Now at least part of the problem is that someone new to Wonder is
pointed at wonder.sf.net, and sort of left there. Wonder does have
"javadoc" documentation that I've been able to find, and I've seen
short articles here and there about Wonder, but if you go to
wonder.sf.net, there is no tab that says "documentation". I think I
found the javadoc documentation by accident via google, later on I
found a link in the "news section".
And personally, I think this trend of lazy programmers to just
throw together some javadoc documentation and consider themselves
done isn't that great. (You'd think they'd at least run doxygen to
get slightly better looking docs.) Wonder has gotten fairly big, and
now has numerous libraries, some of which are orthogonal to each
other. But god knows what exactly you need to install if you want one
feature over another... (unless you read the top level README.txt
file, but then you've downloaded everything...)
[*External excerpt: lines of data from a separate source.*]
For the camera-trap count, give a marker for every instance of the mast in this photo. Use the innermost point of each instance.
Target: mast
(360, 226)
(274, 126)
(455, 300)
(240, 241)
So Anjo, if you're tired of hearing no docs "crap":
1. Make a web page that links to all the existing Wonder articles
and such from sf.net to stepwise or wherever. Put THAT on the getting
started page. In general, ask yourself: What can I find out about
Wonder from wonder.sf.net? What can I find from Google? Why isn't
that the same set of information.
2. Try doxygen instead of javadoc, and put the link up on the
main sf site. Reading javadoc makes my eyes bleed.
3. Pull some of the contents from the various README files into
web pages on sf.net. Start with the very top README.txt file, there's
no reason why someone should have to download the whole set of source
code to find out what's in "Adaptors".
4. Break the Orthogonal components into separate downloads so
newbies can ease into Wonder.
I think at least some of the complaints would go away at that point.